İnsanlar dünya üzerinde hüküm sürmeye başladığı andan itibaren hayvanlar, insanlar için verimli bir kaynak olarak görülmüştür. Bu kaynağı besin olarak, ulaşım aracı olarak ve eğlendirici olarak kullanmışlardır. Yıllar geçtikçe bu kaynağın aslında daha farklı yollarla da kullanılabildiği keşfedilmiştir.
Hayvanlar insanların elinde bir oyuncak halinde. Halbuki onlar olmasa bizim dünyada varlığımızı sürdürmemiz neredeyse imkansız ama biz ellerimizle onlara işkence yapıyoruz. Sizin de kullandığınız çoğu ürün piyasaya sürülmeden önce hayvanlar üzerinde test ediliyor fakat bu test öyle kısa süren ve acısız bir test değil.
Gözlerinizin içine asit damlaları damlatıldığını düşünün veya derinizin kazındığını. Ne kadar acı verici, değil mi? İşte çoğu hayvan da bu acıları bir sürü kez yaşıyor ve canlarının ne kadar çok acıdığını sadece kendilerine özgü sesler çıkartarak gösterebiliyor. Bunları düşünmek bile bir insan olarak beni utandırıyor ama bunu yapanlar utanmıyor.
Kozmetik şirketlerinin bazıları hayvan testleri yapmayı reddediyor lakin tüm şirket ve sektörler için bu geçerli değil. En ünlü markalar bile ürünlerini farklı düzeneklerde test etmek yerine hayvanlarda yani canlılarda test etmeyi tercih ediyor. Bunun bir tercih bile olmaması ve yasaklanması gerekiyor. Çoğu tüketici de bu olaylardan bir haber ürünleri kullanıyor. Şunu da belirteyim, ben kesinlikle kullanmıyorum demiyorum, inanın ki kimse bunu iddia edemez. Sadece oldukça almamaya çalışıyorum.

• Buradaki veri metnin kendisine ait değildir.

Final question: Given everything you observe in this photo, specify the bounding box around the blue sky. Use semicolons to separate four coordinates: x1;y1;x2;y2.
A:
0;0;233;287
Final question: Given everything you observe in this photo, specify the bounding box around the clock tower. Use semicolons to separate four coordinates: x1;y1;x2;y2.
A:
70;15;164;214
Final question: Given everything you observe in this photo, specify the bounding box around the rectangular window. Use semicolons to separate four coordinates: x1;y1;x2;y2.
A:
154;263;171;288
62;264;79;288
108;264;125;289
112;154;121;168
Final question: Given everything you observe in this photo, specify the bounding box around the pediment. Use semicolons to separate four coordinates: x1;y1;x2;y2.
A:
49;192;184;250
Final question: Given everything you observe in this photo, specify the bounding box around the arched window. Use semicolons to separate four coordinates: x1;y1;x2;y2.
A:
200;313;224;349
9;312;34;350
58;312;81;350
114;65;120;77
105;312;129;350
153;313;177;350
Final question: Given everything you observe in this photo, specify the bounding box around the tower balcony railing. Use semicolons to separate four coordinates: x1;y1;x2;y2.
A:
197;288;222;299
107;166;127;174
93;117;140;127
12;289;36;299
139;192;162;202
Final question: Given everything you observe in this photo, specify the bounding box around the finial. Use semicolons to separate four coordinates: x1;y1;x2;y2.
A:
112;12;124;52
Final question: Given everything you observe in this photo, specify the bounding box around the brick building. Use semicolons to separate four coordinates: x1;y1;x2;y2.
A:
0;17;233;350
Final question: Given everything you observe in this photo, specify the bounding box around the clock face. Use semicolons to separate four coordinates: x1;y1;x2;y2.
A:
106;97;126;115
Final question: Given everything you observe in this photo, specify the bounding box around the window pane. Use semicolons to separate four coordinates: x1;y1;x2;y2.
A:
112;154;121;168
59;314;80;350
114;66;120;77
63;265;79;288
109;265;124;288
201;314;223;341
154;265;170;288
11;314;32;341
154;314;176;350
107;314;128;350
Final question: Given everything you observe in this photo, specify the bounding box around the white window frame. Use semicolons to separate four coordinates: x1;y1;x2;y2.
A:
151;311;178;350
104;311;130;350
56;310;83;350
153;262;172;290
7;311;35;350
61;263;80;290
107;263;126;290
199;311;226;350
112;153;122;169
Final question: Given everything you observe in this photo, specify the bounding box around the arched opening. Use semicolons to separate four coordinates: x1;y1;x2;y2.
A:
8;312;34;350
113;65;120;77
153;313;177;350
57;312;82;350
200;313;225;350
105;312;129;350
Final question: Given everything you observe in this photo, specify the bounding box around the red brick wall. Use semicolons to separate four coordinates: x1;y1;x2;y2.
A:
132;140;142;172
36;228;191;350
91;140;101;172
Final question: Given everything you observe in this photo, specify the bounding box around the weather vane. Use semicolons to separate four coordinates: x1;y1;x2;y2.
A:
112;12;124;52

Maalesef, bir sektör var ki mecburen almamız gerekiyor. O sektörün adı “İlaç sektörü” oluyor. Hemen hemen her ilaç hayvanlar üzerinde test ediliyor. İnsanların mecbur kaldığı ve almak zorunda olduğu o ilaçların belki de hepsi hayvanlar üzerinde test ediliyor. Gerçekten bu bilgiler insanın içine öyle bir oturuyor ki kelimeler kifayetsiz kalıyor.
Belki böyle anlatınca çok da hüzünlü gelmiyordur ama gerçek görüntüleri görmek, attıkları çığlıkları dinlemek ve canlı canlı izlemek gerçekten insanı derinden etkiliyor. 2023 yılındayız ama maalesef ki hayvan testleri devam ediyor. Anlamakta zorluk çekiyorum. İnsan olduğum için kendimden utanıyorum, bazen kendimi öyle kötü hissediyorum ki. Karıncaya bile zarar gelmesinden korkarken bir hayvanın üzerinde test yapılarak acı çektirilerek öldürülmesi içime çok oturuyor. Kendimi avutmaya çalışıyorum, bazen işe yarıyor bazen yaramıyor.
Karşılıksız sevgi gösteren, hayatımızda önemli bir yer taşıyan hayvanlarımızı kendi menfaatlerimiz için öldürmek. Bilmiyorum, düşüncesi ağır geliyor. Doğanın bir kanunu der ki “Büyük, küçüğü yer.” mecbur olarak bu kanun hayvanlar arasında işliyor ama insanlar ve hayvanlar arasında işlemeye kalkınca denge bir anda bozuluyor.